Lula deveria ter respondido?
Diário do Centro do Mundo
Achei que era óbvio, mas pelo visto não era.
Lula não poderia ter respondido a Marcos Valério. Não em circunstâncias
normais, e muito menos quando o próprio Marcos Valério nega que tenha
dito o que dizem que ele disse.
Lula teria sido muito bobo se chancelasse o jogo do “disse-que-teria-dito”, e isso ele não é.
Qualquer pessoa razoavelmente inteligente, ou que não sendo tenha um
advogado por perto, não responderia. O que quer que Lula dissesse apenas
daria mais balas a quem deseja fuzilá-lo.
O debate em torno de Lula ultrapassou, já há muito tempo, os limites da
racionalidade. Instalou-se, na grande imprensa, um vale-tudo em que o
bom jornalismo não quer simplesmente dizer mais nada.
Uma suposta denúncia de um conhecido vigarista ganha instantaneamente
status de verdade absoluta e indiscutível para quem é contra Lula. Uma
palavra que qualquer jornalista mediano colocaria sob suspeição, dada a
fonte despida de qualquer credibilidade, acaba – por obtusidade cínica
ou má fé córnea, para usar a grande expressão de Eça de Queiroz – se
transformando no equivalente a um verso do Corão para um muçulmano
praticante.
Tenho para mim que Lula faz bem, de resto, em não tornar ainda mais
tenso o ambiente político brasileiro. (Se é verdade que Rui Falcão anda
criticando pesadamente a mídia, alguém deveria serená-lo.)
Em dois países vizinhos, existe um quadro parecido.

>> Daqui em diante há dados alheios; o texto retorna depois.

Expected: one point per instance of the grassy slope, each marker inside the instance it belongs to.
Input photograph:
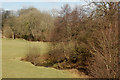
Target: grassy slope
(12, 67)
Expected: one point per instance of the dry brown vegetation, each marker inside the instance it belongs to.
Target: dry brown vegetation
(83, 38)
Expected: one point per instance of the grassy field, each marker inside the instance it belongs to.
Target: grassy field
(12, 67)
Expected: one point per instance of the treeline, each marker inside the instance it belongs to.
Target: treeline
(83, 37)
(29, 24)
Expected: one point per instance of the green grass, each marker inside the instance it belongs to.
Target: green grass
(12, 67)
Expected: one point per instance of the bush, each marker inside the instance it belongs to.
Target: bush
(104, 62)
(7, 32)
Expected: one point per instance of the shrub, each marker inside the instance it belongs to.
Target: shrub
(104, 62)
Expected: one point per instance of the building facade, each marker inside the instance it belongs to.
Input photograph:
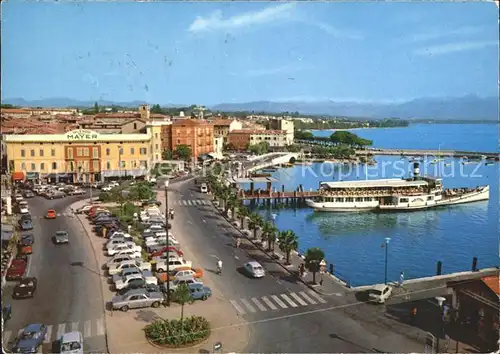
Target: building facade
(222, 127)
(242, 139)
(79, 155)
(286, 125)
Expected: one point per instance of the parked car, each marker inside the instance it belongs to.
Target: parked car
(174, 284)
(124, 247)
(25, 288)
(26, 225)
(137, 298)
(380, 293)
(132, 263)
(26, 239)
(254, 269)
(199, 291)
(71, 343)
(60, 237)
(51, 214)
(146, 276)
(30, 339)
(28, 194)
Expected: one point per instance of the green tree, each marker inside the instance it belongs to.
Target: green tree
(269, 234)
(255, 222)
(288, 242)
(242, 214)
(313, 257)
(167, 155)
(182, 295)
(183, 152)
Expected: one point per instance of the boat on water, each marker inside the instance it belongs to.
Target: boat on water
(406, 194)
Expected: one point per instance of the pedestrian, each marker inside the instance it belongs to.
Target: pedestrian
(413, 314)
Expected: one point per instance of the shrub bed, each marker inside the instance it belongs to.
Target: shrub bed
(174, 333)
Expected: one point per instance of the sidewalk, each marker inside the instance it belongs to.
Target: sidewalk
(124, 330)
(326, 284)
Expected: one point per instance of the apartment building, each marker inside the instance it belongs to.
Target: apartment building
(242, 139)
(283, 124)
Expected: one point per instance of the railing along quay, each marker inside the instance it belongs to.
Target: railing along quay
(277, 195)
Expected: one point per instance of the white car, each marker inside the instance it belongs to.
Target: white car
(146, 276)
(174, 263)
(126, 247)
(116, 268)
(380, 293)
(71, 343)
(254, 269)
(119, 258)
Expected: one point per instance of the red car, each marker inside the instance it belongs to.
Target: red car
(17, 269)
(162, 251)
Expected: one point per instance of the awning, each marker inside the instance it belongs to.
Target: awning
(7, 232)
(124, 173)
(17, 176)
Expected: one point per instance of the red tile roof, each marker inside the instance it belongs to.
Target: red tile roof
(257, 131)
(492, 282)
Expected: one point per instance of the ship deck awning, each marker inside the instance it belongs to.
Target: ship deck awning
(252, 180)
(378, 183)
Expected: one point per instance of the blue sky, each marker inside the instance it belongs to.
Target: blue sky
(208, 53)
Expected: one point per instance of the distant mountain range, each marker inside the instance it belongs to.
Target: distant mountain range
(469, 107)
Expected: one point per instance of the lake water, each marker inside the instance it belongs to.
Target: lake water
(454, 235)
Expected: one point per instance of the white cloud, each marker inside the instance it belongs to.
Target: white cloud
(335, 32)
(438, 34)
(215, 21)
(285, 69)
(455, 47)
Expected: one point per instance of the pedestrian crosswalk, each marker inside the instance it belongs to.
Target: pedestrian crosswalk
(277, 302)
(192, 202)
(89, 328)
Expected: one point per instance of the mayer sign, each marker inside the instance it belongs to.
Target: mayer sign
(82, 134)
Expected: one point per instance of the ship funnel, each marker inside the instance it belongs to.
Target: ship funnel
(416, 169)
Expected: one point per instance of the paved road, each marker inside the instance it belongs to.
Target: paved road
(299, 321)
(69, 295)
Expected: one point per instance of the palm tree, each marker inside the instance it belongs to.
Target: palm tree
(313, 257)
(269, 234)
(243, 213)
(182, 295)
(255, 222)
(288, 242)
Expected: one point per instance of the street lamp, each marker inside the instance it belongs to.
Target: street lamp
(440, 301)
(168, 244)
(120, 151)
(387, 239)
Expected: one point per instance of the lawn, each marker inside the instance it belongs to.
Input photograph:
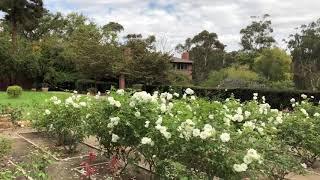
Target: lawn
(28, 100)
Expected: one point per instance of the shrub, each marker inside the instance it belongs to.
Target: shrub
(192, 136)
(5, 146)
(64, 119)
(301, 130)
(279, 99)
(231, 78)
(82, 85)
(14, 91)
(181, 135)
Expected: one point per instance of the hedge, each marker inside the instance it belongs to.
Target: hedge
(279, 99)
(82, 85)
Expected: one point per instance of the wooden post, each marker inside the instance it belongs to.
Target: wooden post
(122, 82)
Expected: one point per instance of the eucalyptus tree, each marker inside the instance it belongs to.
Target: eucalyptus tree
(305, 51)
(22, 15)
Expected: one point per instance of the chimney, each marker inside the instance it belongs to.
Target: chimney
(185, 56)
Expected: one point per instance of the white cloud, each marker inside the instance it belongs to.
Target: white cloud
(177, 20)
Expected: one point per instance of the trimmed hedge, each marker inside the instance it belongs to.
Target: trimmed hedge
(276, 98)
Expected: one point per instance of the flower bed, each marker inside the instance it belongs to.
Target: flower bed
(180, 135)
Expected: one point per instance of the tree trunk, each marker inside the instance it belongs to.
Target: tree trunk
(14, 35)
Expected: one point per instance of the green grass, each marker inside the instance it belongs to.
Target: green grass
(29, 100)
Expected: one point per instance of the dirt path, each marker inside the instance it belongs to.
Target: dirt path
(62, 170)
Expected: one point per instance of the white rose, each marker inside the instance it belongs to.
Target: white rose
(47, 111)
(240, 167)
(225, 137)
(189, 91)
(114, 138)
(196, 132)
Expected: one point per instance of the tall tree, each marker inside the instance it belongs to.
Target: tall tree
(257, 35)
(305, 51)
(274, 64)
(22, 14)
(206, 51)
(111, 31)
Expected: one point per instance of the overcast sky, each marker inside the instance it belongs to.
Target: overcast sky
(176, 20)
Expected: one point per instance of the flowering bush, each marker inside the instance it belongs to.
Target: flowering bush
(180, 135)
(64, 119)
(225, 139)
(14, 91)
(301, 130)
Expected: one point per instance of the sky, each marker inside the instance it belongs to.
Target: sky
(172, 21)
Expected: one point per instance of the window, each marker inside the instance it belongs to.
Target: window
(182, 66)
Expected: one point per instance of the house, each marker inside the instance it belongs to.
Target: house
(183, 64)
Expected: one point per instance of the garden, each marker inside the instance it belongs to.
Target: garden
(128, 134)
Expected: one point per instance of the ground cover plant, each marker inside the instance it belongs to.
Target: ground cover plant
(180, 135)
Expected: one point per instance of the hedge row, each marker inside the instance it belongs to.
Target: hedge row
(279, 99)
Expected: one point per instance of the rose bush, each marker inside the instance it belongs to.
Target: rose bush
(180, 135)
(301, 130)
(64, 119)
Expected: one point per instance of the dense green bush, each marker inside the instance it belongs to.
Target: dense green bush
(231, 77)
(63, 119)
(182, 136)
(301, 130)
(14, 91)
(15, 112)
(192, 137)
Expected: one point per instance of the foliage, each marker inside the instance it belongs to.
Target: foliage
(5, 146)
(179, 79)
(14, 91)
(219, 78)
(23, 15)
(36, 165)
(206, 51)
(15, 112)
(285, 85)
(63, 119)
(300, 130)
(83, 85)
(274, 64)
(304, 47)
(257, 35)
(277, 98)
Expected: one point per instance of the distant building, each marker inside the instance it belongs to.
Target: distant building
(183, 64)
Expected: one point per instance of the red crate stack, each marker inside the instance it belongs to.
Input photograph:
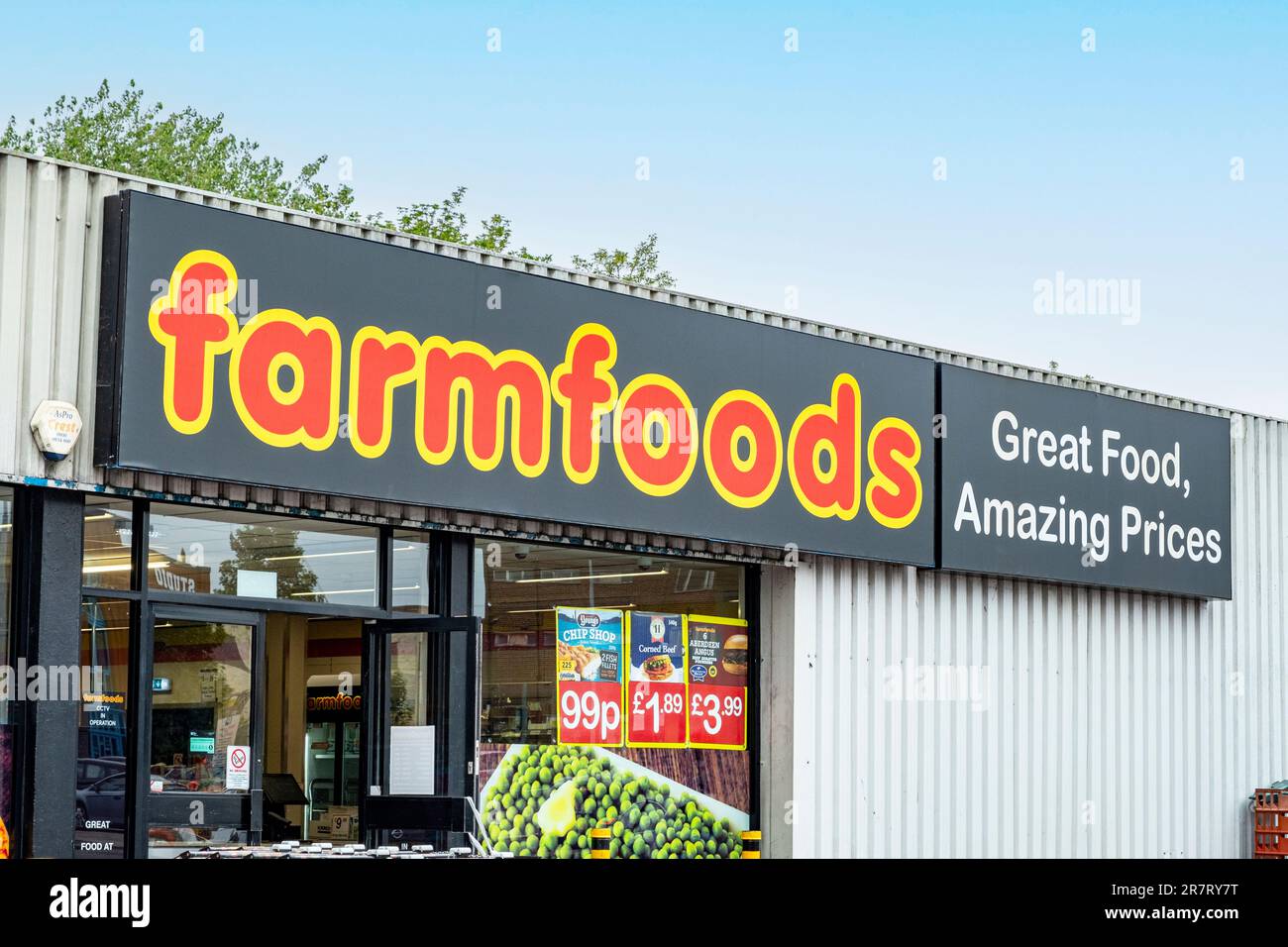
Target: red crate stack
(1270, 823)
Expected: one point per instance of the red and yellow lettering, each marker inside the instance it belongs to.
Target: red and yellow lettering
(585, 389)
(309, 411)
(894, 491)
(193, 322)
(653, 402)
(832, 429)
(378, 363)
(488, 381)
(742, 449)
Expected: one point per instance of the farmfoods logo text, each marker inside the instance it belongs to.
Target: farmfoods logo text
(283, 372)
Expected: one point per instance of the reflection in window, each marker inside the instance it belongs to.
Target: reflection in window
(200, 703)
(102, 815)
(410, 573)
(108, 531)
(524, 582)
(202, 551)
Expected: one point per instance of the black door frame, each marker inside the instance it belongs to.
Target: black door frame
(241, 810)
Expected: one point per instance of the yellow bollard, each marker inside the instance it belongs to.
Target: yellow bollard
(600, 839)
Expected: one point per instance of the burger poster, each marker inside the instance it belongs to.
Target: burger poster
(717, 684)
(589, 671)
(655, 688)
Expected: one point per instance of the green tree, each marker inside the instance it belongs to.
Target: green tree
(253, 545)
(125, 133)
(638, 265)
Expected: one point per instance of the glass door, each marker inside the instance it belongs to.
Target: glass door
(420, 722)
(201, 735)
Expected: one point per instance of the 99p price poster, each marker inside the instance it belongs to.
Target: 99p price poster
(589, 672)
(717, 684)
(656, 705)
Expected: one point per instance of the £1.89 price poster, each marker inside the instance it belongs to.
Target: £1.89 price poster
(656, 706)
(589, 671)
(717, 684)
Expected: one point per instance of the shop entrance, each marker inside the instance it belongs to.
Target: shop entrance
(261, 727)
(201, 728)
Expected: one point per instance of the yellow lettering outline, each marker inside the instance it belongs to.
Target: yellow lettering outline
(597, 408)
(728, 397)
(623, 402)
(386, 341)
(505, 393)
(828, 411)
(217, 303)
(307, 326)
(880, 479)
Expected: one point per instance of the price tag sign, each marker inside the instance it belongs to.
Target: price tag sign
(589, 671)
(656, 711)
(717, 684)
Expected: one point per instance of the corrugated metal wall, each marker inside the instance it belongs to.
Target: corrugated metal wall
(1103, 723)
(1119, 724)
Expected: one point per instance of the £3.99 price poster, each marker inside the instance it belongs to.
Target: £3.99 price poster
(656, 706)
(717, 684)
(589, 671)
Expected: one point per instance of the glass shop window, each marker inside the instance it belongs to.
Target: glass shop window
(7, 716)
(102, 813)
(108, 532)
(410, 573)
(662, 796)
(206, 551)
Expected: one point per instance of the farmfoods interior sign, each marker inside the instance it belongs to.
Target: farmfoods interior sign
(262, 352)
(237, 348)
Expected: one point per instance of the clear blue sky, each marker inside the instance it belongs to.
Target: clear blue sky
(810, 169)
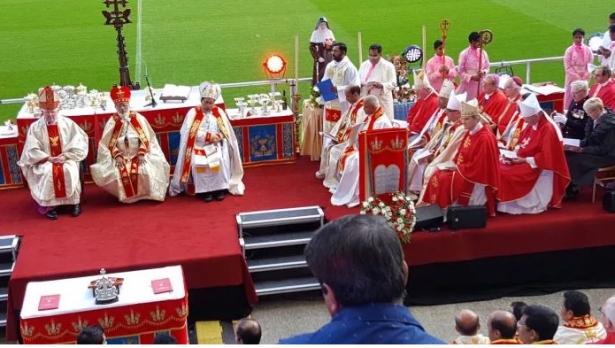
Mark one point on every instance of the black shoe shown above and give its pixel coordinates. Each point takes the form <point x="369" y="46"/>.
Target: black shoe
<point x="76" y="210"/>
<point x="52" y="214"/>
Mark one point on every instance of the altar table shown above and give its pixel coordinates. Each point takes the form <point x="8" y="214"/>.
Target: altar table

Governos de esquerda
são massacrados, na Venezuela e no Equador, pela mídia estabelecida.
Não importa que Rafael Correa, do Equador, tenha vencido duas eleições:
um comentarista auto-exilado em Miami o chamada de “Grande Ditador”. Nos
dois casos, os presidentes têm reagido com fragor. Chávez, na
Venezuela, é xingado e xinga, bem como Correa.
No Brasil, se a mídia age à maneira da imprensa venezuelana e
equatoriana, a diferença está na atitude primeiro de Lula e agora de
Dilma. Eles não estão reagindo aos ataques, e isso é bom para o Brasil e
os brasileiros. De outra forma, a sociedade viveria sob uma uma
atmosfera irrespirável.
Sequer na sombra surgem retaliações. Leio que a verba publicitária em
2011 do governo para a Globo – que astutamente, aspas, finge
objetividade enquanto só dá voz e colunas a quem é visceralmente
anti-Lula – foi de 50 milhões de reais. Para a Carta Capital, sempre
atacada por ser chapa branca, restou um fragmento: 100 mil reais.
Não seria bom para ninguém se Lula ou Dilma agissem como Chávez ou
Correa. Os que querem se livrar de Lula a todo preço deveriam respirar
fundo e lembrar que ele tem um apoio extraordinário entre os
brasileiros. Collor foi chutado sem reação, por não ter base nenhuma,
mas se o mesmo acontecesse a Lula o cenário seria diferente.
Me parece às vezes que é aquele caso do garoto que vai provocando um
outro, e mais, e mais, porque não encontra reação. Toma a prudência por
medo, e excede na insolência até que um dia as coisas realmente se
complicam. Gostaria de ver tanto destemor , aspas, se vivêssemos sob uma
ditadura. Basta ver o comportamento da Globo de Roberto Marinho sob os
militares para ver onde vai parar tamanho ardor. Saem os Jabores e
entram os Amarais Netos, ao sabor das circunstâncias.
Quem quer ver Lula e o PT fora do poder – um direito legítimo de
qualquer cidadão — tem que trabalhar duro: conquistar a simpatia da
maioria dos brasileiros, mas não com truques baixos porque a voz rouca
das ruas não é idiota, e ganhar nas urnas.
Paulo Nogueira é jornalista e está vivendo em Londres. Foi
editor assistente da Veja, editor da Veja São Paulo, diretor de redação
da Exame, diretor superintendente de uma unidade de negócios da Editora
Abril e diretor editorial da Editora Globo.